She laughs. Then her hand slides between my legs and every coherent thought evacuates my brain.

Two fingers slide through the slick heat of me and push inside with a firm, steady pressure that fills me completely. Her thumb finds my clit. Circles. The combination is the Vivienne Cross signature move: precise, relentless, devastatingly effective.

She builds me. Her fingers curl and press, her thumb circles, and she whispers: “You’re the most beautiful woman I’ve ever seen. You’re beautiful right now with my fingers inside you and your face doing the thing it does when you’re about to come.”

“What thing—”

“Your eyes go half-closed and your lips part and you make this tiny sound—like you’re surprised every time.”

“It always surprises me with you—”

“I know. That’s what makes it extraordinary.”

The orgasm slams through me. I dig my nails into her shoulders and cry out—her name, a curse, something in Spanish—and she holds me through it, extending the orgasm until I’m shaking.

She doesn’t stop. She adjusts the angle—lighter touch, slower rhythm—and rebuilds the arousal on top of the aftershocks.

“Again,” she says.

“I can’t—”

“You can. Your body recovers in ninety seconds. I’ve timed it.”

“You’ve timed my—”

“I time everything. It’s a character trait. You knew this when you fell in love with me.”

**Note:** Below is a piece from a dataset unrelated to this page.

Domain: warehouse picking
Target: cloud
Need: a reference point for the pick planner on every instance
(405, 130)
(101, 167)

I come again. Harder than the first time. My back arching, my knuckles white on the headboard, a sound coming out of me that I don’t recognize.

“Show-off,” I breathe.

“I prefer ‘thorough.'”

“You’re insufferable and I love you.”

“I know.”


We lie tangled together. The Roman night breathes through the open window—warm air carrying jasmine and the distant clatter of a moped.

“I have a confession,” she says.

“If it’s about timing my orgasms, you already told me.”

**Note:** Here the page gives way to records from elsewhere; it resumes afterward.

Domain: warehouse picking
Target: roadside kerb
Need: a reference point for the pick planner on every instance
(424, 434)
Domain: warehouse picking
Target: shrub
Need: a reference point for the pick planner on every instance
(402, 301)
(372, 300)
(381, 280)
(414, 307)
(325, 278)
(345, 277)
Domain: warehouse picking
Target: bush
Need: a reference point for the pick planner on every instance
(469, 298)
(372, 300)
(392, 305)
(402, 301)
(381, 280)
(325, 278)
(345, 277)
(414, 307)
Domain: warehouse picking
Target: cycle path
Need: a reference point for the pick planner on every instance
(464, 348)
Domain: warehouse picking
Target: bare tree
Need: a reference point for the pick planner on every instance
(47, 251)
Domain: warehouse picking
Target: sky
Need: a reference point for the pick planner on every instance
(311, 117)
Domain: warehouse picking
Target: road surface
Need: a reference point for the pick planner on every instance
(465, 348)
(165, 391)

“I don’t actually want to beat you tomorrow.”

“Vivienne Cross doesn’t want to win a tennis match?”

“I want to play the best tennis of my life against the best opponent I’ve ever faced. But if I’m being honest, when I imagine the perfect version of tomorrow, it ends with you holding the trophy. Because seeing you win makes me feel something that winning myself has never made me feel.”

“What does it make you feel?”

“Proud. Like your victory is also mine because we’re connected. Your joy is my joy.”

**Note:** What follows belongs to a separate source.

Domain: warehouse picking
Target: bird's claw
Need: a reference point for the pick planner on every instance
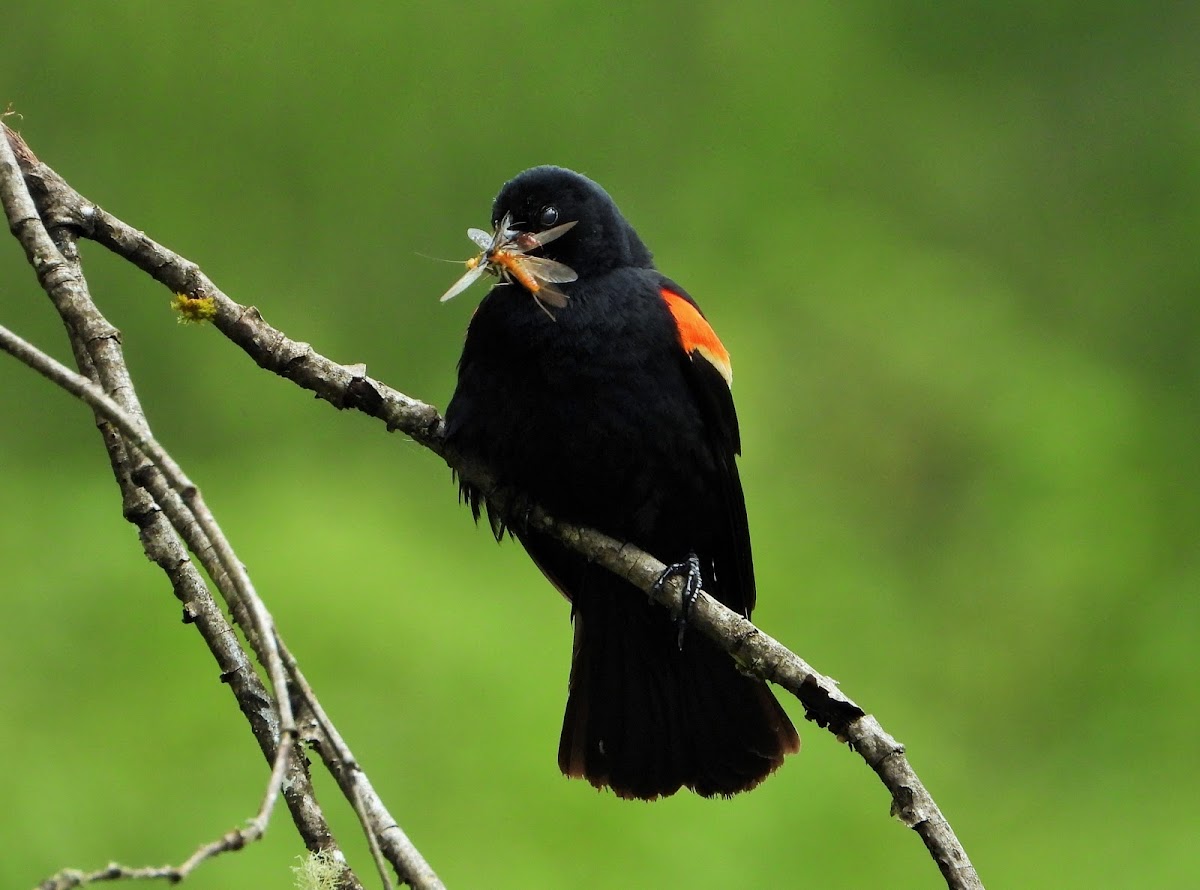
(690, 571)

The third round is slower. Gentler. Tenderness. She slides down my body and uses her mouth on me with a patience that makes me want to cry. No strategy. Just devotion. “You’re perfect, you’re everything, I love the way you taste, I love the way you sound.”

I come quietly. A shudder, a caught breath, her name like a prayer.

We lie face to face. Legs tangled. Somewhere in the courtyard a nightingale is singing.

“Tomorrow,” she says.

“Tomorrow.”

“One of us wins. One of us loses.”

“And then we come back here and do this again. Regardless of everything. Win, lose, draw, rain delay, zombie apocalypse. I’m coming back to this room and this bed and you.”

She catches my hand. Kisses my palm. Folds my fingers closed over the kiss, the way you’d close a book around a pressed flower.

“Rematch?” she says.

I pull her against me. The nightingale sings. The jasmine floats. Tomorrow we play the match of our lives, and tonight we hold each other, and the holding is the victory.

“Always.”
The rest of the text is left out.